El día que recibió el Premio Nobel de Literatura, este autor turco dedicó su intervención a contar cómo su padre le transmitió la vivencia de la escritura y el poder de la literatura, haciendo de él el autor que, tras treinta años de carrera y siete títulos publicados, recibía este preciado galardón en 2006. Un discurso que esta publicación complementa con otros dos de ese mismo año en que explica su relación con el proceso de creación y de lectura.

Cuando era niño y soñaba con ser pintor, Orhan vio multitud de veces a su padre escribiendo en casa, tantas como las que ojeó los cuadernos manuscritos con que volvía en su equipaje de sus viajes a París. Una maleta que le entregó muchos años después, llena de papeles, de todo lo que había escrito –tanto con ánimo creativo como simplemente expresivo- a lo largo de su vida, dándole la libertad, el poder y el mandato de que decidiera qué hacer con ella y lo que guardaba.
De esta manera, ese objeto adquiría un carácter de herencia y testimonio vital que tras la parálisis inicial que le produjo, le impulsó a realizar un viaje interior en el que después de repasar la figura de su padre, su papel como progenitor y la relación entre ambos, llegó a una conclusión tan sorprendente como sosegante. Darse cuenta y aceptar que su destino como escritor había sido posible gracias a lo que su mayor había construido previamente y que él había prolongado haciéndolo suyo.
Esto le hizo también darse cuenta de cómo su educación había estado marcada por la oposición, transmitida por su progenitor, entre el legado otomano, considerado como un pasado anticuado, y la adopción de estándares occidentales, vistos como lo moderno, durante la formación de la república de Turquía. Una tensión que –según se deduce de sus palabras- no le generó desequilibrio alguno y que le permitió adentrarse en la forma narrativa occidental por excelencia, la novela. Medio con el que ha dado voz a los personajes –con sus circunstancias, vivencias y valores- que habitan la ciudad en que nació y que protagonizan buena parte de su obra, Estambul, y que desde allí viajan a lo largo y ancho del país o se trasladan a otras partes del mundo.
Un ejercicio de consciencia, resultado también de la constancia con que ha practicado la escritura, su pasión y dedicación, y su manera de ser en la vida. Un trabajo que el autor de El museo de la inocencia practica desde hace más de cuatro décadas en estricta soledad, encerrado en una habitación durante diez horas diarias.
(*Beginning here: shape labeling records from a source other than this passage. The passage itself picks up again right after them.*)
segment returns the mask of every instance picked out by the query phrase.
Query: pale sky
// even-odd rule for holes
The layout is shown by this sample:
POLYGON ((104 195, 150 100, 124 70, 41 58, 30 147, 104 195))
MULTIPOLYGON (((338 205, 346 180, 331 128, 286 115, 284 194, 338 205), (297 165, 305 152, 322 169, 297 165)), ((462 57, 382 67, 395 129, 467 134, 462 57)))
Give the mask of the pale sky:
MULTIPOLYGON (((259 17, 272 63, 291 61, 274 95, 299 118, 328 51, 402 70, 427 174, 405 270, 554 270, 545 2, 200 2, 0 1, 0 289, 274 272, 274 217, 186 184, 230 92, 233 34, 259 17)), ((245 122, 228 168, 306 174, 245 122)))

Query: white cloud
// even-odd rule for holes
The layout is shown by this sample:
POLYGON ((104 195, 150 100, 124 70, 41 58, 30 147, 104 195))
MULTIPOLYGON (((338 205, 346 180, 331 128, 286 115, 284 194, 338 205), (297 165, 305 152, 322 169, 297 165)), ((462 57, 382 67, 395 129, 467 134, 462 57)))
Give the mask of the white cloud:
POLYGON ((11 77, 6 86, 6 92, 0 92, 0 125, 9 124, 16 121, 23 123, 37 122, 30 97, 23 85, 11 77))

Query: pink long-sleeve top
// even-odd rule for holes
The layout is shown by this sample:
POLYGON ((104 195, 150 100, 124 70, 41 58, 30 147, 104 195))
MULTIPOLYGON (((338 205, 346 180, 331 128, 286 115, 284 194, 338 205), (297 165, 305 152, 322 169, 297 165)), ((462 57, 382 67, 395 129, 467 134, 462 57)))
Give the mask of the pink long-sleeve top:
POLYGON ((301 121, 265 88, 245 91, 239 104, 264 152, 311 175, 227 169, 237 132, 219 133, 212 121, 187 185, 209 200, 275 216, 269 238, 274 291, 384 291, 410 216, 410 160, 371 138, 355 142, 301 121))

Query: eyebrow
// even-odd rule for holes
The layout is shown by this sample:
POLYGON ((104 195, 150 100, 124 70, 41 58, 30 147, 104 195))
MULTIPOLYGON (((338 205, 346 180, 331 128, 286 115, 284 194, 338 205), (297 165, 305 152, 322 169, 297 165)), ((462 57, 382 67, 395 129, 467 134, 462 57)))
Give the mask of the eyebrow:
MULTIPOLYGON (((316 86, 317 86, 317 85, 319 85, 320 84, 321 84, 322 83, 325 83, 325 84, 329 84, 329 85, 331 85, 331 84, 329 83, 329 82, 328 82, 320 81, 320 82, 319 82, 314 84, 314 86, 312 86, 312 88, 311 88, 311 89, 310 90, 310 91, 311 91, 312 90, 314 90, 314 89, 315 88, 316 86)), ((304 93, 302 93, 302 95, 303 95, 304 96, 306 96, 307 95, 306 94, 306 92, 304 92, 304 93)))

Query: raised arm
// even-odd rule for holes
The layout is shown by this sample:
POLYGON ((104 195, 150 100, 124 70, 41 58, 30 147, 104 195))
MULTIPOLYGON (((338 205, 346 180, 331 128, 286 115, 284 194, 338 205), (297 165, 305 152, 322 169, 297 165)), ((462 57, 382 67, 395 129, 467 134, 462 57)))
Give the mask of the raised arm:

En el que tiene en mente tanto a los autores a los que admira, Montaigne o Dostoievski, como a los lectores que se adentran en sus historias y con los que siente conformar una comunidad, independientemente de dónde estén. Que le permite dar forma expresiva a ese mundo aparentemente invisible pero que está ahí fuera y que percibe a través de las emociones y sensaciones que le genera, materializando así realidades que de otra manera no llegaríamos a conocer, perdiendo la ocasión de enriquecernos con lo que nos hacen reflexionar sobre nosotros mismos a partir de ellas.
La maleta de mi padre, Orhan Pamuk, 2007, Literatura Random House.